Нерону пришелся по вкусу эпитет «Лучезарный» — и он с усмешкою сказал:
— Ты мне нравишься!
— Этот человек стоит столько золота, сколько в нем веса! — воскликнул Тигеллин.
— Дополни, господин, мой вес своею щедростью, — возразил Хилон, — иначе ветер унесет мои лохмотья.
— Как бы он и вправду не перевесил Вителлия, — пошутил император.
— Увы, Среброрукий, мое остроумие отнюдь не свинцовое.
— Я вижу, что твой Закон не запрещает тебе называть меня богом?
— О бессмертный! Мой Закон воплощен в тебе, христиане же кощунственно оскорбляли этот Закон, потому я их возненавидел.
— Что ты знаешь о христианах?
— Дозволишь ли мне заплакать, о божественный?
— Нет, — сказал Нерон, — это скучно.
— И ты трижды прав, ибо на глазах, увидевших тебя, слезы должны высохнуть раз навсегда. Государь, защити меня от моих врагов!
— Говори о христианах, — вмешалась Поппея с некоторым раздражением.
— Будет исполнено, о Исида, — отвечал Хилон. — Итак, я с юности посвятил себя философии и поискам истины. Искал я ее и у древних божественных мудрецов, и в афинской Академии, и в александрийском храме Сераписа. Прослышав о христианах, я подумал, что это какая-то новая школа, в которой я смогу обрести несколько зерен истины, и, на свою беду, познакомился с ними. Первым христианином, с которым свела меня судьба, был Главк, лекарь из Неаполиса. От него-то я и узнал со временем, что они почитают некоего Хрестоса, который им обещал истребить всех людей и уничтожить все города на земле, а их оставить, ежели они ему помогут в истреблении потомков Девкалиона. Потому-то, государь, они ненавидят людей, потому отравляют источники, потому на сборищах своих изрыгают проклятия Риму и всем храмам, в которых воздается честь нашим богам. Хрестос был распят, но он пообещал им, что, когда Рим будет уничтожен огнем, он во второй раз явится в мир — и передаст им власть над землею…
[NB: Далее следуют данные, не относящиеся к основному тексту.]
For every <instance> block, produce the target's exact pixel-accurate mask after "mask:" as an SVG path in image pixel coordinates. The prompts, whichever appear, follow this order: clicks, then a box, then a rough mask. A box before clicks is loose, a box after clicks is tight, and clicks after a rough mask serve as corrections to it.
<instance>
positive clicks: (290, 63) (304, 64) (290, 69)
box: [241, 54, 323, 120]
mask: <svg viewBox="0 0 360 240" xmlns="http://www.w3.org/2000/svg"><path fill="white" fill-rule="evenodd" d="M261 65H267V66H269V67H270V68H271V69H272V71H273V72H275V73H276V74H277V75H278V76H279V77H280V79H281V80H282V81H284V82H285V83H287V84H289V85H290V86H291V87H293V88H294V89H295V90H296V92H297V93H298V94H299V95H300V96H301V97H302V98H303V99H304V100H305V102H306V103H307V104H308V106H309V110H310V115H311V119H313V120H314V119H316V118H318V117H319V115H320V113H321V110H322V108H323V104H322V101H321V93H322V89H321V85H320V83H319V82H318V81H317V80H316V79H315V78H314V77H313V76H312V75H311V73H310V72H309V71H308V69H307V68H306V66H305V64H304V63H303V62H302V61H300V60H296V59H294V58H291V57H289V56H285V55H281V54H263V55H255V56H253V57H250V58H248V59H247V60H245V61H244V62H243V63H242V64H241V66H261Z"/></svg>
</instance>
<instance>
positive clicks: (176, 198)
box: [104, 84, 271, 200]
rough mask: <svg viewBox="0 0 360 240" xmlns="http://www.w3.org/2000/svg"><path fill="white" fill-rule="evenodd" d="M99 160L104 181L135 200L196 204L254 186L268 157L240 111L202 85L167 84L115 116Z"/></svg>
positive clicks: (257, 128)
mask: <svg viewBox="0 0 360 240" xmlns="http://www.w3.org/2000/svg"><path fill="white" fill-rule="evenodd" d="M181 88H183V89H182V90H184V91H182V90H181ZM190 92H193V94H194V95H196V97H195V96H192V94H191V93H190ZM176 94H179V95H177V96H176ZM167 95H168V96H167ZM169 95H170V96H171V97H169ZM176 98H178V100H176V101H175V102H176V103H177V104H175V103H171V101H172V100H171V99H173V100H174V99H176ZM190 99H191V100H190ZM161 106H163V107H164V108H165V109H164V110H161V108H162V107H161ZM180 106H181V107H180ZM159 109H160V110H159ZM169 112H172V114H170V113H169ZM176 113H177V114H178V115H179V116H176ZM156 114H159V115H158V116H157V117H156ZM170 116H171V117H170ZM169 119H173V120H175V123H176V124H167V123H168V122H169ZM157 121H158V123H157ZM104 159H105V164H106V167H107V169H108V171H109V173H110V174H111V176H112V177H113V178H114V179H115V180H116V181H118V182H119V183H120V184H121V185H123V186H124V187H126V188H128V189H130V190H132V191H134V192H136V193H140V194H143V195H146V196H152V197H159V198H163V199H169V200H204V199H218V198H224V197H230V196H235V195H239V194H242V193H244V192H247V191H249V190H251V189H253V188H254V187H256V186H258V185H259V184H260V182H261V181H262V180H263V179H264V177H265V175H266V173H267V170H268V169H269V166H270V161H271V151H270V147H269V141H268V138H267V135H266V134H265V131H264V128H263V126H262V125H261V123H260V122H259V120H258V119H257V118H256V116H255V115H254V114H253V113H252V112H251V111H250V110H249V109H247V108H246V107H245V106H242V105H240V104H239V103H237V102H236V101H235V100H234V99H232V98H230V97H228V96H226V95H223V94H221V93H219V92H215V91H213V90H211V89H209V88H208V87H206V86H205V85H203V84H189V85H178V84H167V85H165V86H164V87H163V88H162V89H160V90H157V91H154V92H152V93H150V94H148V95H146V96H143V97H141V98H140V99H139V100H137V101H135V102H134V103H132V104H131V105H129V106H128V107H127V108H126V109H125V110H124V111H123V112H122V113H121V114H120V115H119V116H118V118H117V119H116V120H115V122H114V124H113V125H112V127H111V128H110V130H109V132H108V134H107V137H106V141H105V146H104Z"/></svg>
— Теперь народ поймет, почему был сожжен Рим, — перебил его Тигеллин.
— Многие уже понимают, господин, — отвечал Хилон, — ибо я хожу по садам, по Марсову полю и наставляю уму-разуму. Но если вы соизволите выслушать меня до конца, вы поймете, какие у меня есть причины для мести. Лекарь Главк сперва не открывал мне, что их учение велит ненавидеть людей. Напротив, он говорил мне, будто Хрестос — божество доброе и будто в основе его учения лежит любовь. Мое чувствительное сердце не могло противиться таким истинам, я полюбил Главка и поверил ему. Я делился с ним каждым куском хлеба, каждым грошом, и знаешь ли, государь, как он мне отплатил? По пути из Неаполиса в Рим он пырнул меня ножом, а мою жену, мою прелестную, юную Беренику, продал работорговцам. Если бы Софокл[375] знал мою историю! Но что я болтаю! Меня ведь слушает некто получше Софокла.